Text handling has been enhanced as well. You can place Word or other documents directly from the files, rather than merely copying and pasting the material from another application. PDF import has been improved for greater control, allowing you to import individual pages and to use embedded Type 1 fonts. On top of that, linking text boxes so that copy flows from one to another (regardless what page it is on) is now easier too. In our hands-on testing, we were generally impressed with Serif PagePlus X4. We were able to go from a blank page to a fully customised, template-based newsletter in short order. The instructional videos in the new Learning Zone were informative and useful, and they helped us get a jump start on our project.
We encountered some annoying quirks, however. For instance, importing pictures over a network tended to be slow, bogging down the workflow, so we ended up copying the photos we wanted to use in our publication to a local hard drive.

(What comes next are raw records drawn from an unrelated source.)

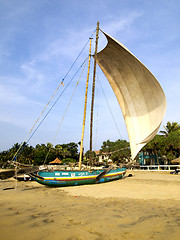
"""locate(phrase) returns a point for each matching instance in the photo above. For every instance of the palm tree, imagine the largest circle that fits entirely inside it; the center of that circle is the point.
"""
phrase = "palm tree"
(170, 127)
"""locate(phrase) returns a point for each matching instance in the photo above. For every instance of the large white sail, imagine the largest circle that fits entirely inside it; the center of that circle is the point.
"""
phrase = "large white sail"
(139, 94)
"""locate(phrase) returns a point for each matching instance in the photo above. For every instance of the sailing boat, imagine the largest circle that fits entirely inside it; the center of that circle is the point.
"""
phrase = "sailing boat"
(142, 102)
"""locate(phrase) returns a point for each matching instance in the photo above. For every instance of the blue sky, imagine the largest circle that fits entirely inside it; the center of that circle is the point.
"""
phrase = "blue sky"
(40, 39)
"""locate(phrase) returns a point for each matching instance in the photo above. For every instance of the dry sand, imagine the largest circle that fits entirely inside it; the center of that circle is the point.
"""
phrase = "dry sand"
(144, 206)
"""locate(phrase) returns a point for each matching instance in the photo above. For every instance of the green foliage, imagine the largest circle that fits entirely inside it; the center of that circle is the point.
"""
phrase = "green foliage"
(166, 145)
(87, 154)
(38, 155)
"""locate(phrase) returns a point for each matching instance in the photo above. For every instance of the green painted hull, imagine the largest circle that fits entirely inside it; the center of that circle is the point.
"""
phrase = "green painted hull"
(74, 178)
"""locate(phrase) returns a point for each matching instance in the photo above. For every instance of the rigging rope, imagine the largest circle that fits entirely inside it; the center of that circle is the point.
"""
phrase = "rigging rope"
(16, 154)
(65, 112)
(110, 109)
(52, 106)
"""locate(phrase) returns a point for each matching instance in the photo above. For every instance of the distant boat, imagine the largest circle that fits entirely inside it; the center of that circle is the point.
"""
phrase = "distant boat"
(142, 102)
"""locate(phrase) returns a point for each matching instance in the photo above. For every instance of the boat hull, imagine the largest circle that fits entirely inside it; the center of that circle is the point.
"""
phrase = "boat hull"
(74, 178)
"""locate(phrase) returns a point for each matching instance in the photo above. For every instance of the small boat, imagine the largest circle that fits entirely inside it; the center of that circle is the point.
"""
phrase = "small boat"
(141, 100)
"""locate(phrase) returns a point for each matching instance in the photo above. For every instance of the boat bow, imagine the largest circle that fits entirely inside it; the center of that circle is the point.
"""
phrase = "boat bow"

Also, Serif PagePlus X4's use of the word "flash" to describe a new gallery of shapes and objects was initially confusing; here, the term refers to static shapes (such as stars or pointing fingers), not animated Adobe Flash elements. What's more, when we placed "flash" shapes, only three of the many color-set schemes were available, requiring us to perform some complex editing to make the shapes match the rest of our document.